Had the strangest problem with nagios today. I noticed that I was not recieving email notifications when services went down. Nagios would log that it saw the problem and update the webpage correctly but when it came to sending an email notification I got nothing. It logged that the emails went out in it's log but when watching for it on the nagios machine you saw nothing. The log looked like this:
Oct 27 16:02:02 nagios nagios: SERVICE ALERT: mail;SSH;CRITICAL;HARD;5;CRITICAL - Socket timeout after 10 seconds Oct 27 16:02:02 nagios nagios: SERVICE NOTIFICATION: tech1;mail;SSH;CRITICAL;notify-by-email;CRITICAL - Socket timeout after 10 seconds
Postfix had not logged an email going out. Tcpdump showed no emails going out when it was supposedly sent the email. I was confused to say the least.
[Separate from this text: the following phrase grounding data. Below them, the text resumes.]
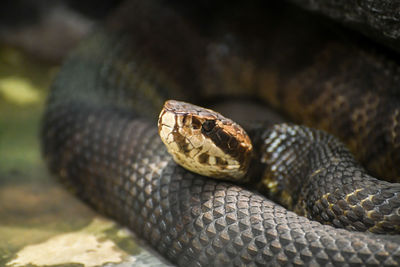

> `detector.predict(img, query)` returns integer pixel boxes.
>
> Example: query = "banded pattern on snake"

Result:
[41,0,400,265]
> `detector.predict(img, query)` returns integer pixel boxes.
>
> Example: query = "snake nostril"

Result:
[202,120,216,132]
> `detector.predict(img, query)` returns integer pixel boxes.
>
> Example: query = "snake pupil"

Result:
[202,120,216,132]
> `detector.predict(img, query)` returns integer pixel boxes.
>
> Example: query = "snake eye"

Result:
[202,120,216,132]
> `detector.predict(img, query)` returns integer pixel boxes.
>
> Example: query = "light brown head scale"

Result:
[158,100,253,181]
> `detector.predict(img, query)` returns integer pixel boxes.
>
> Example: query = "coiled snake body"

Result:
[41,0,400,266]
Nagios uses regular unix programs (printf and mail) to send it's email. I tried using the line nagios uses to send mail on the machine and it went out fine. I finally broke down and compiled nagios with ultra (all) debug turned on. The webpage will not work with debug turned on but the notifications and checks will. When it came time to send the mail this is what I saw:
/tmp/RshkRO1F: Permission denied
Permissions on /tmp ??? WTF? Sure enough /tmp's permissions were screwed up. Showing:
drwxr-xr-x 5 100 users 4096 Oct 27 15:58 tmp
So setting them back to the correct perms (below) fixed the problem right up. Mail could not create a temp file to send out its email. Nagios does not seem to check if the mail went out correctly so you end up with nothing being logged anywhere.
chown root:root /tmp
chmod 1777 /tmp